Il successo di un romanzo si costruisce in tante fasi: ideazione, scrittura, editing, l’incontro con i lettori... Quale preferisce?

Sono momenti diversi, tutti fantastici. Incontrare i lettori è la realizzazione di un legame che dura, l’editing è la riscoperta del tuo testo, ma sono il culmine di qualcos’altro. È la scrittura la fase più importante: l’invenzione, immaginare la storia, costruirla. È ciò che mi piace di più ed è il motivo per cui faccio questo lavoro.

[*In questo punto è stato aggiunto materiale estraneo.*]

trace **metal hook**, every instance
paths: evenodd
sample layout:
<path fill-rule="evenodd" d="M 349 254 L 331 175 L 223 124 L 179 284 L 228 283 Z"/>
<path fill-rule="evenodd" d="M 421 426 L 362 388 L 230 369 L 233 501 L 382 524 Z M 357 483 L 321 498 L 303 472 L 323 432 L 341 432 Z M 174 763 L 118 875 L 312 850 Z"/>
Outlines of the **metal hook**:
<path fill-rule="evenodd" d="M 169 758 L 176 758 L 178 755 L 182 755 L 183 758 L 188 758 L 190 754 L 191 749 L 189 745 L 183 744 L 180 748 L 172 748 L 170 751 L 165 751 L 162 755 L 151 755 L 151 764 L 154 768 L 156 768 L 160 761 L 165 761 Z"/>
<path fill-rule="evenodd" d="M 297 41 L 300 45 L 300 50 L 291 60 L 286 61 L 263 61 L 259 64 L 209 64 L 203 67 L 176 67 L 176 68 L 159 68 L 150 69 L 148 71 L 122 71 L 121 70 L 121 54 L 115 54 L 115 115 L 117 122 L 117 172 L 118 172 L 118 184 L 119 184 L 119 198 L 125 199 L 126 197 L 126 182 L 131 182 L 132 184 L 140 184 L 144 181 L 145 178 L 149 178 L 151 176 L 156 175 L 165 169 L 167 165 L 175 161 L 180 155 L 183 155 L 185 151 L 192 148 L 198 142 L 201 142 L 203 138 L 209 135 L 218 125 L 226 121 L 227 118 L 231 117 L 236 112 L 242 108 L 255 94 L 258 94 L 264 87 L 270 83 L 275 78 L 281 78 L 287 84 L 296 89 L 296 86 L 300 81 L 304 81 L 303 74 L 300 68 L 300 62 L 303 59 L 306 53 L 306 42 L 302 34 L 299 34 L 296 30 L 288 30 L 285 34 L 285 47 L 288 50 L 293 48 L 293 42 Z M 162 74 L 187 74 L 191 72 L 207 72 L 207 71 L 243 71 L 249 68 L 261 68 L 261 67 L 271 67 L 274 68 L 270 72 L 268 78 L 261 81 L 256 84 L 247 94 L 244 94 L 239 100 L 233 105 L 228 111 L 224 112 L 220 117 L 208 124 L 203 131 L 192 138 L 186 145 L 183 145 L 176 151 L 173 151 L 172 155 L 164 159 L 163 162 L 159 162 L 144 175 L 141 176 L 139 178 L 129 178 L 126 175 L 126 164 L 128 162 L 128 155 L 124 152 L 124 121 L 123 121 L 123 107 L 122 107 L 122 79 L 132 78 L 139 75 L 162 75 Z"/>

Qual è la domanda che i lettori le fanno più spesso?

Quando uscirà il prossimo libro? È una domanda meravigliosa, perché significa che i lettori lo stanno già aspettando, ma allo stesso tempo “terrificante”, nel senso che arriva di solito appena esce il mio ultimo libro, su cui ho lavorato due anni, e che loro hanno già letto.

Ha una routine particolare quando lavora a un romanzo?

Scrivo sempre nel mio piccolo studio, con la porta chiusa a chiave. E ascolto musica con gli auricolari, così mi isolo in una doppia bolla. Non potrei mai scrivere in un bar pieno di gente e rumore, ho bisogno di uno spazio quasi asettico.

Che musica ha ascoltato per La catastrofica visita allo zoo?

Spotify mi dice che ho ascoltato molto The Script, una band irlandese, ma è casuale. Metto gruppi che mi piacciono, ma poi la musica va in loop. Per me, in realtà, è un rumore di fondo, qualcosa che mi avvolge.

Lei è anche editore dei suoi libri in lingua francese per tutto il mondo. È importante avere il controllo completo sulle proprie opere?

Dipende, c’è a chi piace avere qualcuno che lo coccoli, lo prenda per mano. Non è il mio caso però, e non è per questo motivo che ho creato la mia casa editrice. Il mio editore è morto: gli volevo molto bene e dopo, essendo rimasto senza, ho deciso di creare una mia casa editrice. È così che è andata.